Arecibo non deve morire

Il board della National Science Foundation ha dato il via libera al mantenimento in vita dell’Osservatorio, assicurando così il proprio finanziamento – seppur con una progressiva riduzione piuttosto drastica – alle attività scientifiche del grande radiotelescopio

Osservatorio di Arecibo. Crediti: Alessandro Cai / Public Domain

Due mesi fa era sopravvissuto alla furia devastatrice dell’uragano Maria, ma fino alla settimana scorsa una minaccia ancor più grave aleggiava su quello che – fino all’anno scorso – era il più grande radiotelescopio al mondo: l’interruzione definitiva dei finanziamenti. La decisione finale era attesa entro fine anno, ne avevamo dato notizia anche su Media Inaf. Ebbene, la decisione è arrivata puntuale la settimana scorsa: la National Science Foundation (Nsf) non chiuderà i rubinetti. Almeno non del tutto: come si legge nel comunicato pubblicato sul sito, il board della fondazione ha autorizzato la sottoscrizione dell’accordo che permette di continuare a mantenere in attività il radiotelescopio.

Sospiro di sollievo, dunque, per chi ad Arecibo e con la grande antenna ci lavora, ma anche per i tantissimi fan nel mondo del più iconico fra i radiotelescopi, reso celebre dal film Contact. Con un retrogusto amaro, però, seppur già da tempo preannunciato: i finanziamenti dell’Nsf copriranno solo una parte del budget necessario a mantenere in vita la struttura, e andranno progressivamente riducendosi, nei prossimi cinque anni, dagli attuali 8.2 a 2 milioni di dollari l’anno. Semaforo verde, dunque, per quello che era sin dall’inizio l’orientamento dell’Nsf, ora in cerca di partner intenzionati a contribuire.
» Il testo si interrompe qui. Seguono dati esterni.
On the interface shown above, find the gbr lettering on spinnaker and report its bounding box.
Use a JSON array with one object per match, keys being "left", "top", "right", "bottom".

Quanto ai danni provocati alla struttura dal passaggio devastante dell’uragano Maria su Puerto Rico (dove ha causato decine, se non centinaia, di vittime), l’Nsf stima che siano stati relativamente contenuti, e che le riparazioni possano costare fra i 4 e gli 8 milioni di dollari – un investimento indispensabile per garantire il futuro dell’Osservatorio.